Review Rating: Catch It On The Radio [4.4 / 5]
He describes a cage with an unlocked door and the keys in his hand – but why is he still in there? NF took listeners through his house of thoughts in Mansion and stepped aside for a Therapy Session, yet from the get-go, his latest work has teased a different NF – or is that a faulty perception? The battles he fought across two chart-topping albums arise again, fought with an astonishing new ferocity, darker sounds, and an unsparing honesty. From “Intro” to “Outro,” Perception is a worthy next chapter in NF’s story.
“Outcast” is a fight embedded within a fiercely cold and intense track, pulling from the album’s themes of imprisonment and what is seen on the surface. The song has a massive sound that creates a sense of tension, anticipation for something unexpected yet suspiciously familiar. In his lyrics, NF paints the picture of a prison and a conversation with himself – what good is it to conform to someone else’s perception, to pretend to be a “new NF” when there’s still healing left undone? “They laugh and they tell me I’ll never get out, I’m just trying to be me – I ain’t nobody else,” NF fires, expressing his frustration with the world’s expectations. “I don’t care what you think, I’m just being myself, so I guess for now, I’ll just be the outcast!” In the end, there is no way to expect one therapy session to make everything better – here, NF gives us a glimpse, not at the battle, but the war in his mind.
“Let You Down” is a more melancholy song that quickly becomes personal. Sharp vocals, drums, and piano notes combine to back NF’s fast-paced verses, only to mellow out across the chorus and give listeners a chance to process it all. The lyrics explain the frustration of dealing with a friend hell-bent on forcing their ideal future on others. In their eyes, anything else is a disappointment. Since his path as a writer and rapper contrasts with his friend’s vision, NF vents with an emotional and forceful “I’m sorry that I let you down!” The story has a specific path, but the themes are relatable and general, making this track as personal and relatable as possible.
For the first time across his albums, “Outro” gives NF a chance to wrap up the record and tie everything together. The strings and percussion from previous “Intro” tracks tie together the discography and hint at other tracks in NF’s musical journey. Here, he lays it all out – the point of his mission and the takeaway from his battles. NF struggles with the demands of those around him, only to realize a need for a perspective change. “But then I figured out the reason they follow me … this is for the kids who feel like they’re at the bottom,” NF proclaims, “… that’s why the passion is different, I don’t care if they get it!” Though perception demands artificial smiles, NF lays out the reality – that life is not all sunshine and authenticity is more important than living a lie.
As fantastic as the album is, this reviewer feels a gaping hole in the track list. There are various staples across NF’s work – songs about coping with the past, dealing with loss, struggling with relationships, defending the cause, and wrestling with understanding God’s work. Perception feels unbalanced, with a lot of tracks regarding relationships and coping with disappointment yet a lack of songs that bring it back to NF’s faith. Therapy Session‘s “Oh Lord” beautifully tackled the hypocrisy of people who demand from a God they do not even believe in and Mansion‘s “Wake Up” was a fantastic wake-up call for apathetic believers, yet Perception never tackles these subjects. Granted, NF writes unconventionally and puts focus on writing what he is feeling or thinking in the process, but this reviewer hopes this absence is not the start of a trend and nothing more than a perception of its own.

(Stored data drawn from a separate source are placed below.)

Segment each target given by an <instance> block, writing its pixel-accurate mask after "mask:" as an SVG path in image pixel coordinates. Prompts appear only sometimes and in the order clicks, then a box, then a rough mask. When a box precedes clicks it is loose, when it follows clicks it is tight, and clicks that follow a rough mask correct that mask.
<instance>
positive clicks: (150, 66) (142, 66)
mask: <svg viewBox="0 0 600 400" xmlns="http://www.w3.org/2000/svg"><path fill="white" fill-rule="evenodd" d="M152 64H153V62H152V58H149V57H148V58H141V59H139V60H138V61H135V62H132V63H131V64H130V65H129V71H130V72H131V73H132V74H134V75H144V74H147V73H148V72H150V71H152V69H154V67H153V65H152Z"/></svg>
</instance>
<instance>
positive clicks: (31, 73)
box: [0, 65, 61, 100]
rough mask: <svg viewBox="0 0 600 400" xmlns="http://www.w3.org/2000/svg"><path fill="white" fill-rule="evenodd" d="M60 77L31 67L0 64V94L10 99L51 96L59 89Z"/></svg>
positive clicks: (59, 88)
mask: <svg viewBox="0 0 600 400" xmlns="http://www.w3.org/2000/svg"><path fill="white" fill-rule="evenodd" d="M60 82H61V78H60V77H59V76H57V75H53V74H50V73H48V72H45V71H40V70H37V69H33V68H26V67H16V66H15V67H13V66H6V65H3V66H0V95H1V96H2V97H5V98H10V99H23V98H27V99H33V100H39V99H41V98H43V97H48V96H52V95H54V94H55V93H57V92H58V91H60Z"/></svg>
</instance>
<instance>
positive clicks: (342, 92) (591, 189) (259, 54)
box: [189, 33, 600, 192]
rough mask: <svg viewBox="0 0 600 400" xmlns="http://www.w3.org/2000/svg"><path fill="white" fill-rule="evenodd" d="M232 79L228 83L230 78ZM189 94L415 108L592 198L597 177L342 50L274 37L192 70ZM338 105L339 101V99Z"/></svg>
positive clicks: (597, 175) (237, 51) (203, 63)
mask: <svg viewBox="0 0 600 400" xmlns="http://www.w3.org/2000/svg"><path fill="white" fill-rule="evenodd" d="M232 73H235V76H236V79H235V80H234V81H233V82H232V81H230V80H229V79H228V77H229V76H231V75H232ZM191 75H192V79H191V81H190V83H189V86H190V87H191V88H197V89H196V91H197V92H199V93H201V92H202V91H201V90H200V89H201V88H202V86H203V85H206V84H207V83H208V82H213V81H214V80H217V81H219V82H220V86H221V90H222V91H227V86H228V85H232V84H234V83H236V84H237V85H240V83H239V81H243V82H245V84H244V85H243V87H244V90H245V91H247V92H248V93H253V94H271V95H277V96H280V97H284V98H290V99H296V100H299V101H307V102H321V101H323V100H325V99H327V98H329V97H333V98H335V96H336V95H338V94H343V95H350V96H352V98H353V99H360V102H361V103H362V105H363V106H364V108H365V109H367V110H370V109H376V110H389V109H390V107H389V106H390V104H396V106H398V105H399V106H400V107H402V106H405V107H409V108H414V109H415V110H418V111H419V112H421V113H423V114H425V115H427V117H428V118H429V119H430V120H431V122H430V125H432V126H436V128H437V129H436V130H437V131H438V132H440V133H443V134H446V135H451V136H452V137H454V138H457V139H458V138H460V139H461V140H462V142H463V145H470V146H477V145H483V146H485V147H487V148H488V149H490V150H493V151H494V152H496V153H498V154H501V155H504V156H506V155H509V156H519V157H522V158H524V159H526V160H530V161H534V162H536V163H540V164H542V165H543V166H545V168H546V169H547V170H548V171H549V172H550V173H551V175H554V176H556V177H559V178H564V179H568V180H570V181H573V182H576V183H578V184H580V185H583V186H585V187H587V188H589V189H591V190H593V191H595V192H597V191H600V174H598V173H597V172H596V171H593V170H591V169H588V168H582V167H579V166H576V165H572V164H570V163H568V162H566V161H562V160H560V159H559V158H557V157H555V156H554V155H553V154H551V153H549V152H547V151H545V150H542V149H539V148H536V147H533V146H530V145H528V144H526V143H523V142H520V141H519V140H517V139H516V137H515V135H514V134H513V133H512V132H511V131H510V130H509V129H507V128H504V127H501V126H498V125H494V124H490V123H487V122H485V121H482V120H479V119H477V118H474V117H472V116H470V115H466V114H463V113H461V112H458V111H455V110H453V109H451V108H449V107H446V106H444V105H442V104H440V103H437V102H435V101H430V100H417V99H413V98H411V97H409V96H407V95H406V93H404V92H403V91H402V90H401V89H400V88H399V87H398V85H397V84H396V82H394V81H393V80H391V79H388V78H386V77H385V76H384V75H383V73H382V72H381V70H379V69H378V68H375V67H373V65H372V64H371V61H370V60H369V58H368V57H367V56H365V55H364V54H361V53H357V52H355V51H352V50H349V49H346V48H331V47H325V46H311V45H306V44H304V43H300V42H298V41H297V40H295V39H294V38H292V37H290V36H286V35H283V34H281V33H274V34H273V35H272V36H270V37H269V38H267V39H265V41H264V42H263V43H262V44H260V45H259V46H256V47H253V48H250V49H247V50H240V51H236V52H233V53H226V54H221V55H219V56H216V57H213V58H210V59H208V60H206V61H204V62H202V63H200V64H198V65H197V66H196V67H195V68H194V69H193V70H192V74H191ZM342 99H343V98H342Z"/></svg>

There’s far too much in Perception for any review to adequately describe the record – at the least, it’s a worthy addition to the NF anthology and seamlessly integrates with, if not further develops, Mansion and Therapy Session. Technically, NF is the best in the game; thematically, NF’s brutal honesty and transparency give his songs added meaning and impact. Though there is a discouraging footnote to the album as a whole, each track boldly attacks issues and struggles relevant to all listeners. At the end, Perception is the story of a man trying to make sense of who he is and where he needs to be – ready to unlock the door and leave the perceived prison.